The Department of Building Inspection (DBI) told the Budget & Appropriation Committee it is an enterprise department funded entirely by permit fees. Director Patrick O'Riordan and CFO Alex Koskinen said permit and inspection revenue has fallen roughly 31% since FY2019, creating a structural deficit that DBI has been managing with accumulated fund balance.
To address the shortfall, DBI proposed a 15% fee increase (item 15) and deep reductions that remove roughly $11.6 million from the combined FY24/25 budget, including elimination of recurring community grants—chiefly, the Code Enforcement Outreach Program (CEOP) and the SRO Families United Collaborative. DBI said choices were limited: either make the cuts or execute layoffs that would affect mandatory inspection and enforcement services. O'Riordan emphasized the department's mandate to preserve inspection services and avoid layoffs where feasible.
The proposal drew immediate and emotional public response. Tenants, SRO organizers and community-based organizations testified for hours that DBI-funded CBO grants provide culturally and linguistically competent outreach, help tenants report building hazards, mediate with landlords, and resolve habitability problems before cases escalate. Dozens of SRO residents described mold, leaks, rodent infestations and nonresponsive landlords who only fixed problems after community organizers intervened.

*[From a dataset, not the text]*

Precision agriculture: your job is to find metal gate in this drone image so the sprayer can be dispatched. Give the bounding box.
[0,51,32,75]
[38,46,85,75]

Advocates and supervisors said the outreach and SRO programs prevent health and safety emergencies and argued they save city resources by resolving problems early.
Supervisors pressed DBI on alternatives and asked for line-item detail. The committee continued item 15 (DBI fee increase and fiscal changes) to the following week and requested DBI provide a detailed list of every programmatic project and the exact grant recipients and amounts removed so the board can evaluate tradeoffs before final budget action.